Рука с наганом все еще высовывалась из форточки, однако сержанты подошли почти к самому окну, поговорили с минуту не больше и поспешно возвратились в овражек.
— Говорит, он Нельку застрелил, — сообщил, не глядя на Коробова, писарь. Он был по-прежнему сдержан, однако веснушки на его лице побелели.
Повар вел себя более возбужденно. Вытягивая длинную шею, прерывисто дыша, он произнес:
— Точно! Валяется Нелька поперек кровати в одежде, как мертвая. А больше никого не видать.
— Вы предложили ему сдаться?
— Он вот что ответил, — писарь гмыкнул и сделал непристойный жест.
— Идите снова туда и повторите предложение в последний раз, — жестко велел Коробов. Он видел, что с губ писаря готово сорваться: «Сами, мол, идите, коль жизнь не дорога», и напомнил: — Вам приказано — действуйте!
Они встретились с непреклонным взглядом глубоко посаженных глаз капитана и обреченно побрели к бараку снова.

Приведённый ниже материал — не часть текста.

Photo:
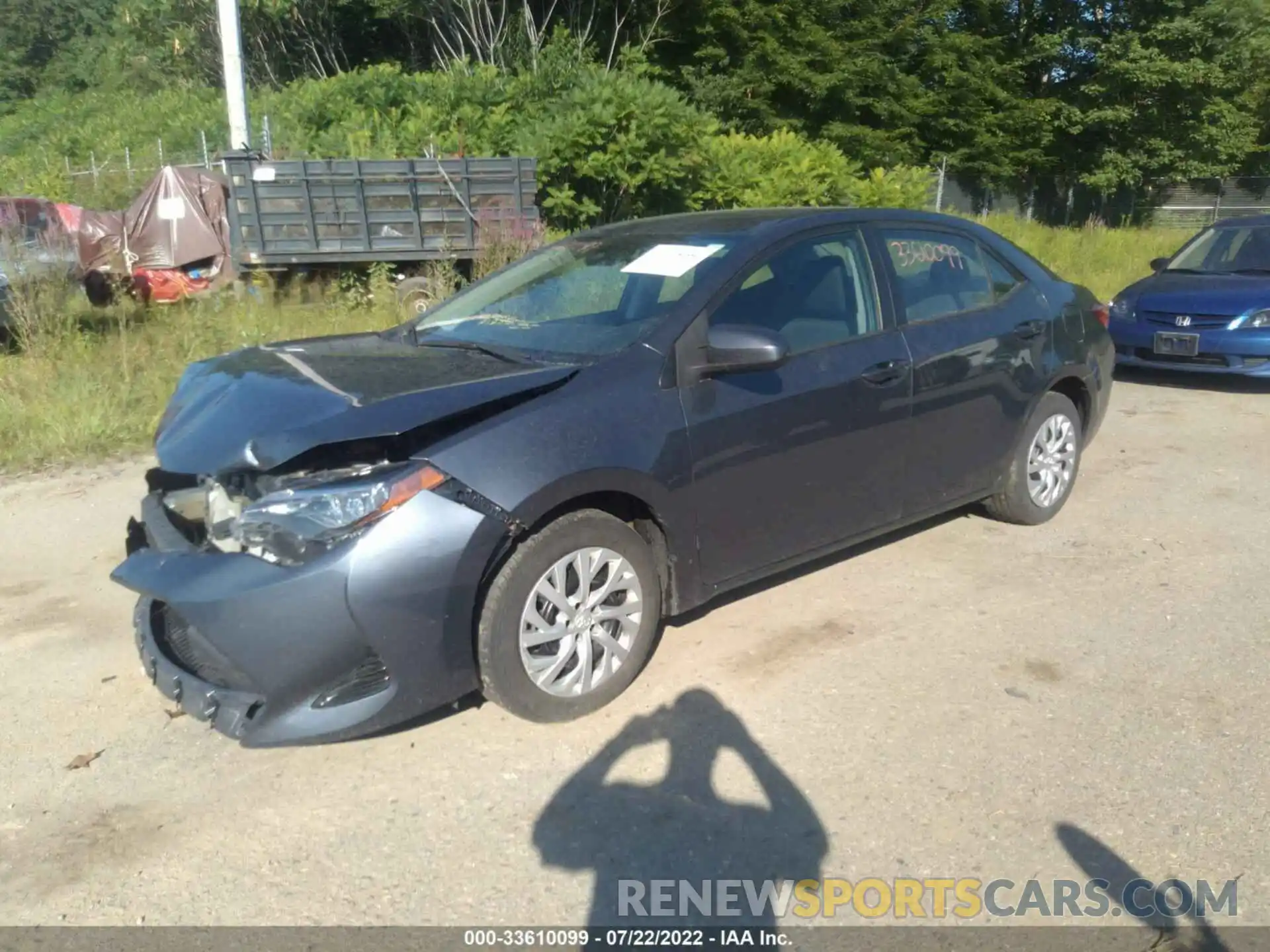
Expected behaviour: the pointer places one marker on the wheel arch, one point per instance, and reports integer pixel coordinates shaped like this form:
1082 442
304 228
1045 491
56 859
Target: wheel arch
634 498
1075 389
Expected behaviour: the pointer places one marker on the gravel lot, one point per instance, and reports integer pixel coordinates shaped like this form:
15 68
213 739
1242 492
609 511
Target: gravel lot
966 699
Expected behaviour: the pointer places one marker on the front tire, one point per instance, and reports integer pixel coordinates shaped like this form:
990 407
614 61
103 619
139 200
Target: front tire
571 619
1044 467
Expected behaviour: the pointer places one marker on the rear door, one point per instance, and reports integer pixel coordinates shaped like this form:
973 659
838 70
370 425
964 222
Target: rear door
978 333
794 459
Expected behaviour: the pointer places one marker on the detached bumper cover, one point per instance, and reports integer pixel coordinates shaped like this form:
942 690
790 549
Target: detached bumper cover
258 651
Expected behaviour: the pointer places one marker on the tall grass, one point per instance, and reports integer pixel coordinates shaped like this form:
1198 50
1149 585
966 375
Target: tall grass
1105 260
91 383
98 389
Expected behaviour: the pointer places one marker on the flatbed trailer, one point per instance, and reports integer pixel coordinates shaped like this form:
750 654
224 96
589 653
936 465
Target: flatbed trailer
306 214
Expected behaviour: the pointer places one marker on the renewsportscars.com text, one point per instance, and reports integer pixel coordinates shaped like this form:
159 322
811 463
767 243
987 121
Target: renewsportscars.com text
930 898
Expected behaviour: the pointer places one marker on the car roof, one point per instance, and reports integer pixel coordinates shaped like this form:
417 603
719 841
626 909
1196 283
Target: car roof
763 222
1244 221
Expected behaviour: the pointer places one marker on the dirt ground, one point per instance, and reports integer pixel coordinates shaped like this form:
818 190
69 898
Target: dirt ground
967 699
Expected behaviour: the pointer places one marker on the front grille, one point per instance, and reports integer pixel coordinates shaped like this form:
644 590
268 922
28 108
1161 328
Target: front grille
368 678
1146 353
182 644
1198 321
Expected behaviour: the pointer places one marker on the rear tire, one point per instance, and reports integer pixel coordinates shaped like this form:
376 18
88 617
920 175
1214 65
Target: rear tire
1044 466
607 622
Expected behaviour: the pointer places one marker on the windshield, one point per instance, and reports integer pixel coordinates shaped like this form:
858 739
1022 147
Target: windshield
1227 251
581 298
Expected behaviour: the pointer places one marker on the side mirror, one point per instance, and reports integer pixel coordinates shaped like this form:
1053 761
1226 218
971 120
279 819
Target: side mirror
732 348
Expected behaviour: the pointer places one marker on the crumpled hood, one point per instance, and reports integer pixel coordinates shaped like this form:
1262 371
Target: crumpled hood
1226 295
258 408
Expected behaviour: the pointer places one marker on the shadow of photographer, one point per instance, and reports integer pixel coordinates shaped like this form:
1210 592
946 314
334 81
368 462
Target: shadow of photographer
679 829
1129 890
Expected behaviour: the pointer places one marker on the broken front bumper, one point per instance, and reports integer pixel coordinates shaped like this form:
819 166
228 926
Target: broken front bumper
364 637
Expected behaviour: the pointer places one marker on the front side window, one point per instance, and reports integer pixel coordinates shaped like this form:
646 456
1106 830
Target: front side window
581 298
1226 251
813 294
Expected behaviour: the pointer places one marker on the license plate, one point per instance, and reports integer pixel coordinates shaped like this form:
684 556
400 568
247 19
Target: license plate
1177 344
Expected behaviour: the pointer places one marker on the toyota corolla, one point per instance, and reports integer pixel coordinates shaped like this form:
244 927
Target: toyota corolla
509 493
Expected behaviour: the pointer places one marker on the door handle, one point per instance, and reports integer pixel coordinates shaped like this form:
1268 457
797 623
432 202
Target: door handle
886 372
1031 329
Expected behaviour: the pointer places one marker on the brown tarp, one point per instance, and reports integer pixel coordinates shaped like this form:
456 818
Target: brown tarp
101 241
178 220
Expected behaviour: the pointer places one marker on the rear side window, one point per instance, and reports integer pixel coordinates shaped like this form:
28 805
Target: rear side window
1003 281
940 273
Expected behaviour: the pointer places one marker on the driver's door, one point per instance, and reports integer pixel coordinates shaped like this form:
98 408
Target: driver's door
795 459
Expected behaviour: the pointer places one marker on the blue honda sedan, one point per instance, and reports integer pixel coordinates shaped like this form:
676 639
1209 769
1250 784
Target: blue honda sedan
1206 309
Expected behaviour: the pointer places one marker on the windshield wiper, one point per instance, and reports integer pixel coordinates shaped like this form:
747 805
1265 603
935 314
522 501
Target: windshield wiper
470 347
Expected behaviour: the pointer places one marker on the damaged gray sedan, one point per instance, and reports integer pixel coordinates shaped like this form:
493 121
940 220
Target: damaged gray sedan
507 494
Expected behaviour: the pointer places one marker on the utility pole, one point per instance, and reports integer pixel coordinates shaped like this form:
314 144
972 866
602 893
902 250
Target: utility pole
235 80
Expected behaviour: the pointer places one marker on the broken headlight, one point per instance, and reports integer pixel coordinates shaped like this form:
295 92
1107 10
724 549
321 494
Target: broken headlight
294 524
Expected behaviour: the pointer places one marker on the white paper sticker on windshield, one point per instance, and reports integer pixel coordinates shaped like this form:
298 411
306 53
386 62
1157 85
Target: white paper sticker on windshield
172 208
671 260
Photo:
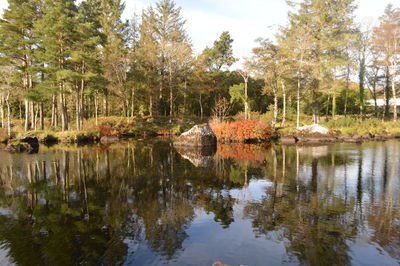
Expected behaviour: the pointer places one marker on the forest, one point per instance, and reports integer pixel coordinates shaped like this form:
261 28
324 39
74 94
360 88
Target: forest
67 65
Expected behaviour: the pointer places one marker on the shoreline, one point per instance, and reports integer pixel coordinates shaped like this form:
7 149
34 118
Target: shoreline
313 139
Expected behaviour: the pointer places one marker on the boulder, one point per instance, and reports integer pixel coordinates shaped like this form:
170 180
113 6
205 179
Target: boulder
287 140
25 144
109 139
197 136
313 129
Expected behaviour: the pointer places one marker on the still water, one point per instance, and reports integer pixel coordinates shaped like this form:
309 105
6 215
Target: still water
145 203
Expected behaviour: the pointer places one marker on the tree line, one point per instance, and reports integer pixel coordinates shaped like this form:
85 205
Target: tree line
64 61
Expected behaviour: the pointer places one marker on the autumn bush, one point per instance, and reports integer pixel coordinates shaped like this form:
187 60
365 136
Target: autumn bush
241 131
3 135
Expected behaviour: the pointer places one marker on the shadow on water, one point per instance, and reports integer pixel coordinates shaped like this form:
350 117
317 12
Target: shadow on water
149 203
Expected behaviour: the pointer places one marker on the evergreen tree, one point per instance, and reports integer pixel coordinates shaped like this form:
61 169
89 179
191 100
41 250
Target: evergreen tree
221 54
58 35
114 53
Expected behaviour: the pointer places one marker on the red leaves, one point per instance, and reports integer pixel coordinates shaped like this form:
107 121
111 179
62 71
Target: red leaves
241 131
106 130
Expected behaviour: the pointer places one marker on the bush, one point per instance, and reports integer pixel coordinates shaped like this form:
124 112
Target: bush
241 131
3 135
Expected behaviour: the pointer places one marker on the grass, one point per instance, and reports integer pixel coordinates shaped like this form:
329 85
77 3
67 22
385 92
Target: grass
108 126
350 126
354 126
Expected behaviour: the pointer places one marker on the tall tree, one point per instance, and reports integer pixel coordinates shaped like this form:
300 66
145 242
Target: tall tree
18 42
57 32
221 54
387 45
114 57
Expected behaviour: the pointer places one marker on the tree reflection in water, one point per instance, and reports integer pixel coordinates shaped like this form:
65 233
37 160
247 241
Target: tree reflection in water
92 205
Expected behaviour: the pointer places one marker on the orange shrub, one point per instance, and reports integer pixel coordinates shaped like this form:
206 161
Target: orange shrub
106 130
3 135
241 131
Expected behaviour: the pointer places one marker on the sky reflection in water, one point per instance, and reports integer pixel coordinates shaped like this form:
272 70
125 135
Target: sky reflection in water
145 203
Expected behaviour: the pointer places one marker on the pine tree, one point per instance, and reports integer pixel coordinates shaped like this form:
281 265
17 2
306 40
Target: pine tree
58 35
114 51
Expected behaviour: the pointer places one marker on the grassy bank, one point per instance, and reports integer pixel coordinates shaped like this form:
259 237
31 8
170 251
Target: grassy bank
351 126
109 126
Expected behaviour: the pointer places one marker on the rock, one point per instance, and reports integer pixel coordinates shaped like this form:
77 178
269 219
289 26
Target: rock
109 139
197 136
287 140
315 152
32 141
315 139
311 129
198 156
26 144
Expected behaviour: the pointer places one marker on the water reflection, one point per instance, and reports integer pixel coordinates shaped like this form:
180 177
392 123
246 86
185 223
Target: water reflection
149 204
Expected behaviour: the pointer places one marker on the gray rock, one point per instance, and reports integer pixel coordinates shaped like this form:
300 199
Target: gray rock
25 144
109 139
197 136
198 156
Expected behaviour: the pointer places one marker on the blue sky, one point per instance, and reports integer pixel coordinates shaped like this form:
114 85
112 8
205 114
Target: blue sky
246 20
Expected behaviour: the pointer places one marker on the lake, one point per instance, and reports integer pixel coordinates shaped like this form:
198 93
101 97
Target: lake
145 203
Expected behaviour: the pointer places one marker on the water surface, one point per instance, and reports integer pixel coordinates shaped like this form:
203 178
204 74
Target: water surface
145 203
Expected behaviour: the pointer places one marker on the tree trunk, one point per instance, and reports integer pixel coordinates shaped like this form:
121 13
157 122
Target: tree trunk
41 116
201 106
82 105
284 104
105 105
275 109
33 118
2 111
26 127
54 112
334 104
246 101
77 111
394 99
347 90
96 110
8 114
362 81
298 103
64 115
151 106
387 94
133 102
171 103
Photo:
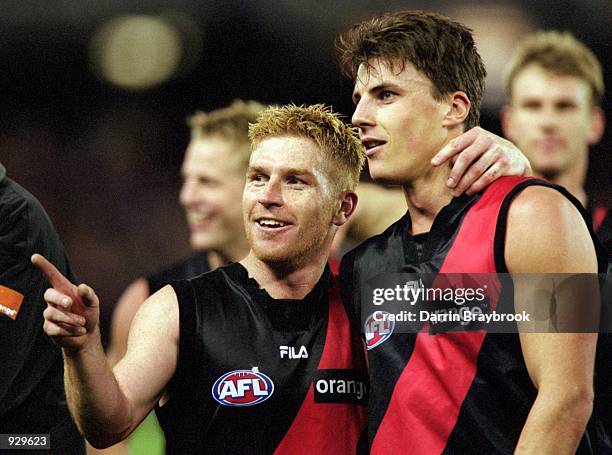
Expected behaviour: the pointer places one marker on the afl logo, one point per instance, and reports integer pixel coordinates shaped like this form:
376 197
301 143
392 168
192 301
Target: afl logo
377 328
242 388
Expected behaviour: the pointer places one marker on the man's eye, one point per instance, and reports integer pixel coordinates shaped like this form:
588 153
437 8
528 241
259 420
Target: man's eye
386 94
257 178
531 105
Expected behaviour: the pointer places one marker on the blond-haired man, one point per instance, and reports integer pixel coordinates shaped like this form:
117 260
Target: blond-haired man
259 350
555 88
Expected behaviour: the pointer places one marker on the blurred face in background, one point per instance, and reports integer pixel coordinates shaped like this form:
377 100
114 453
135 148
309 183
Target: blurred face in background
213 179
551 119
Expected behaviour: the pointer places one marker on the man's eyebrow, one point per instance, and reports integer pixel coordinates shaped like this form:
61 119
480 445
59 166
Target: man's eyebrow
384 85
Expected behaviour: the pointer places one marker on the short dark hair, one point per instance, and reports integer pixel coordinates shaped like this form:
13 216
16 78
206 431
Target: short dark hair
440 48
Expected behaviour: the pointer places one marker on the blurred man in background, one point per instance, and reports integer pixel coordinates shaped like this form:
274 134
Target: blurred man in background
555 88
32 399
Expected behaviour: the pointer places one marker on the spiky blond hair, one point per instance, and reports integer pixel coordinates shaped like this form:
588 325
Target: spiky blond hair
561 53
230 123
340 142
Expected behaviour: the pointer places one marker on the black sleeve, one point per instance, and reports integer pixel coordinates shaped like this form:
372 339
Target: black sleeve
347 290
32 396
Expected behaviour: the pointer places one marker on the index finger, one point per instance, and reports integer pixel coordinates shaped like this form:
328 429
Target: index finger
55 277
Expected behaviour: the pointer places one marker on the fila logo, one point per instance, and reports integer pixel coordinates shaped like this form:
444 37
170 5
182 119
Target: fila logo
242 388
291 353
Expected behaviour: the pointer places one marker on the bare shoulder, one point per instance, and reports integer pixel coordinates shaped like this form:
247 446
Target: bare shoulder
546 233
159 311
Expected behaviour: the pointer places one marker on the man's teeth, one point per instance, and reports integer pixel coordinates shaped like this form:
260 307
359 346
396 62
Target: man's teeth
272 223
372 144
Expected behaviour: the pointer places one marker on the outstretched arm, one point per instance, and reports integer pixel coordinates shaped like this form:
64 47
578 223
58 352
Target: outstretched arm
108 404
480 157
546 235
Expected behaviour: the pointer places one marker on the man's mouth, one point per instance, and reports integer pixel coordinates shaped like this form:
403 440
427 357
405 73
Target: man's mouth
271 223
371 144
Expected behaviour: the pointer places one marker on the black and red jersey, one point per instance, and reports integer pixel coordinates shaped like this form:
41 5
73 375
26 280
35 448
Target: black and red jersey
257 375
452 393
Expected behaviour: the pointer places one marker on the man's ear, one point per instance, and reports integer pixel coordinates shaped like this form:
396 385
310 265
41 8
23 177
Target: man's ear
459 108
598 125
347 207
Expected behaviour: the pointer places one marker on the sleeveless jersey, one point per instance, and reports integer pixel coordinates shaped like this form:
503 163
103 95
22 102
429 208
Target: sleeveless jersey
257 375
452 393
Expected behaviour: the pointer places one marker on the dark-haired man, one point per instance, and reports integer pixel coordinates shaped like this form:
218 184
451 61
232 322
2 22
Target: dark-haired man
418 85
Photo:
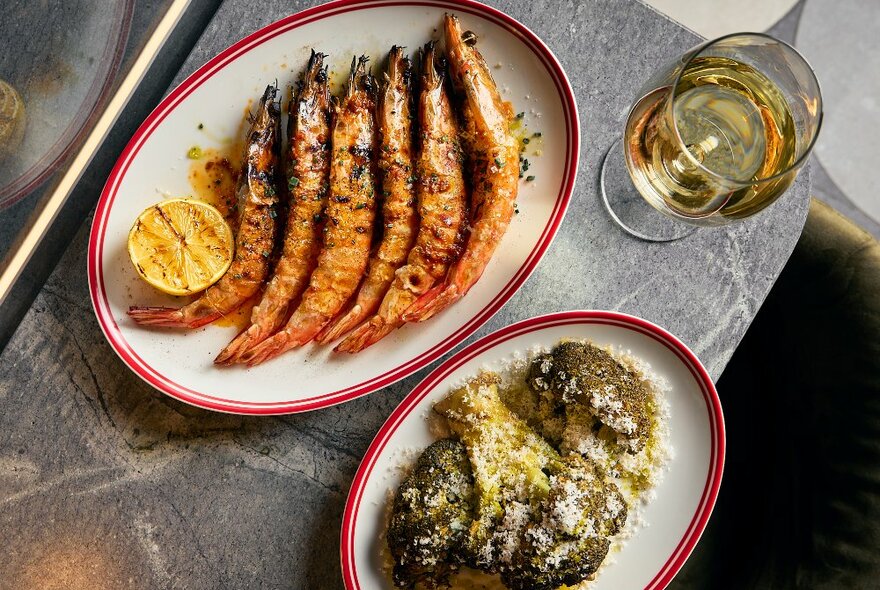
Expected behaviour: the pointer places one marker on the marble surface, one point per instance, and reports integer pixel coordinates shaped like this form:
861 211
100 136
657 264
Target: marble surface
106 483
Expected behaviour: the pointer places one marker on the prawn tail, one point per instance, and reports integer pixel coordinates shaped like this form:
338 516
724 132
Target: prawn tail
338 327
278 344
245 341
167 317
365 335
267 349
432 302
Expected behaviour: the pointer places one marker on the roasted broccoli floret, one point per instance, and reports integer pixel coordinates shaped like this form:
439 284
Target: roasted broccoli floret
510 461
541 520
430 516
580 373
569 540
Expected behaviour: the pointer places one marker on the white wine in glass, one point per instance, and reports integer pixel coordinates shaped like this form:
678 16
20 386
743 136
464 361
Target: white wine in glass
715 137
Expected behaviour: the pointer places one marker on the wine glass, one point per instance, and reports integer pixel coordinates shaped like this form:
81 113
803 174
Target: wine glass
713 137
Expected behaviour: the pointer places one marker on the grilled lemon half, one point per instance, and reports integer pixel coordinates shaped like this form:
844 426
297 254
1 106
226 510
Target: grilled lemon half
12 120
181 246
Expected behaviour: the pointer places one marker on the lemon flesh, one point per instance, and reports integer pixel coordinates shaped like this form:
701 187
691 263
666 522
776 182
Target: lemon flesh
12 120
181 246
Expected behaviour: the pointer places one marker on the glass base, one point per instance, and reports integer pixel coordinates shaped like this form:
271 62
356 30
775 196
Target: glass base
629 209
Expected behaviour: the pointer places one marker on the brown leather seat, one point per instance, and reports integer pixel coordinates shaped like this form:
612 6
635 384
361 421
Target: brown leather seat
800 501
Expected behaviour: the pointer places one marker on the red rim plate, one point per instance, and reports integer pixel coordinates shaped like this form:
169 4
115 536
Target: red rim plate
205 400
710 395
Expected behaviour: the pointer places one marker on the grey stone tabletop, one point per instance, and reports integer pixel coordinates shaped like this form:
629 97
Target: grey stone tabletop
106 483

Едва сержанты одолели половину пути, Коробов кивнул своему подручному Никишину, в недавнем прошлом — фронтовому разведчику. Похожий на подростка юркий Никишин по-змеиному быстро пробрался вслед за сержантами к бараку и, едва они вступили снова в короткий разговор со Скирдюком, закинул за дверную скобу конец веревки, вытянул его на себя, вскочил и помчался, пригнувшись, к овражку.
Люди, приданные Коробову, понимали его с полуслова. Едва Никишин вернулся, восемь рук, Коробова в том числе, натянули веревку до предела, дернули ее по команде на себя, сорвали дверь с петель и кинулись к бараку. Расчет строился на том, что Скирдюк неизбежно опешит хоть на миг, и его удастся опередить.
Так и вышло. Едва старшина, слепо шаря перед собой наганом, показался в зияющем дверном проеме, Никишин кинулся под ноги ему, а Коробов вышиб из пальцев падающего Скирдюка наган.
Уже со связанными за спиной руками, Скирдюка проводили мимо недавних его приятелей. Коробов ожидал, что он кинет им нечто злое: «Суки!» или еще какое-то словечко, которым в преступном мире клеймят предателей, но старшина будто не заметил повара и писаря. Шел, высоко вскинув небольшую голову, украшенную курчавым чубчиком, смотрел перед собой в пространство безразличными ко всему желтоватыми глазами на мертвенно бледном лице.
В крохотной квадратной каморке лежала поперек кровати женщина в белом платье с веселыми вылинявшими цветочками и синей бумазеевой кофте, на которой расплылось обширное темное пятно. Рядом с ним застыли скрюченные судорогой пальцы: очевидно, убитая ухватилась рукой за простреленную грудь. Кисть этой руки тоже была окровавлена. Лицо, искаженное гримасой боли, казалось старушечьим.
«К чему было трижды кряду стрелять в эту хрупкую, очевидно, не оказывавшую сопротивления женщину?» Вопрос этот, впрочем, был попросту отмечен памятью. Сейчас надо было осмотреть место происшествия.
Итак, дверь из комнатки, — ровно три шага вдоль и три поперек, — выходила прямо на улицу. Громоздкая металлическая кровать Наили, или как называли ее соседи — Нельки, занимала едва ли не половину этой каморки. Стены, выпяченные внутрь, были когда-то побелены известью; теперь на них кое-где проступила ржавчина.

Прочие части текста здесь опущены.